January 6, 2021
Six Brazilian meat companies linked to ranches that use slave labour
Brazilian labour experts called on Brazilian meatpackers to review their supply chains after an investigation showed six companies purchased cattle from ranchers that use slave labour, including JBS SA, the Thomson Reuters Foundation reported.
Repoter Brasil, an anti-slavery rights group, said major global meatpacker JBS has purchased cattle from two ranchers that were on a list of companies that utilised slave labour.
JBS said it has banned the two ranchers once they were on the "dirty list", but they said any ranchers suspected of using slave labour from inspectors have the right to defend themselves from allegations.
Companies are only added to a list after being found guilty in front of a panel, part of Brazil's economy ministry. The list is one of Brazil's most powerful anti-slavery tools, with 114 names listed currently.
Forced labour in Brazil is defined as modern-day slavery. These include workers facing degrading work conditions and long hours that could affect their life or health, and violate their dignity.

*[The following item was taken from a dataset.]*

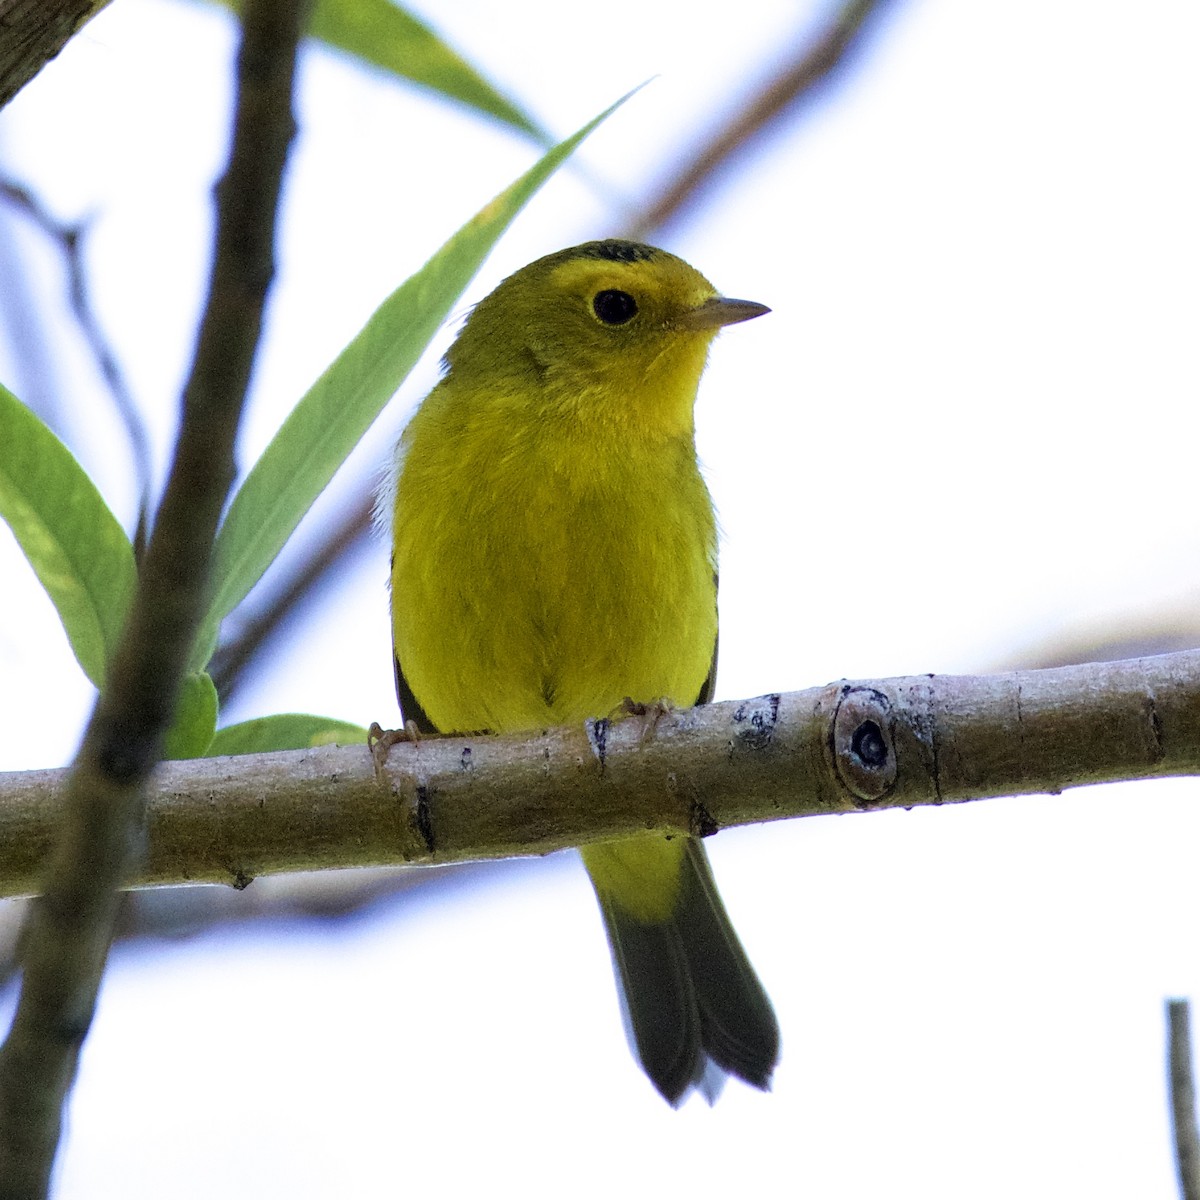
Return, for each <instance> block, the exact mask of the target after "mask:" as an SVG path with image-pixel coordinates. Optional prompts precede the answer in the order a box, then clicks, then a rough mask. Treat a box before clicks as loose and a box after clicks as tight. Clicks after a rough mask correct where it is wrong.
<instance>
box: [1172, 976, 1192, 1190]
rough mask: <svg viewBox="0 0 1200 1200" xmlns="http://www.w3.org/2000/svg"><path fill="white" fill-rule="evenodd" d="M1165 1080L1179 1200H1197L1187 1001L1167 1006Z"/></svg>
mask: <svg viewBox="0 0 1200 1200" xmlns="http://www.w3.org/2000/svg"><path fill="white" fill-rule="evenodd" d="M1166 1038H1168V1045H1166V1078H1168V1085H1169V1087H1170V1092H1171V1128H1172V1129H1174V1132H1175V1171H1176V1175H1177V1176H1178V1180H1180V1195H1181V1196H1182V1200H1200V1133H1198V1130H1196V1088H1195V1080H1194V1078H1193V1074H1192V1009H1190V1006H1189V1003H1188V1001H1186V1000H1169V1001H1168V1002H1166Z"/></svg>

Companies on the "dirty list" are banned from receiving state loans, with restrictions imposed on their sales. The list is used by private banks in the country to review credit risk. It is also used by international buyers worried about their supply chains.
Xavier Plassat, who leads the Pastoral Land Commission anti-slavery campaign, said meatpackers cannot only rely on the list to ensure their supply chains are clean as those in the list are "unlucky enough to get caught", adding that meat industry slavery is widespread.
The investigation by Reporter Brasil uncovered third parties to slavery, which buy cattle from ranches that have purchased cattle from blacklisted ranches.
Lys Sobral Cardoso, a leading anti-slavery labor prosecutor in Brazil, said it is tough to make meatpackers accountable for purchasing cattle produced using slave labour. Cardoso said discussions are underway to map out the entire meat supply chain and create a legal argument to make companies responsible for their actions.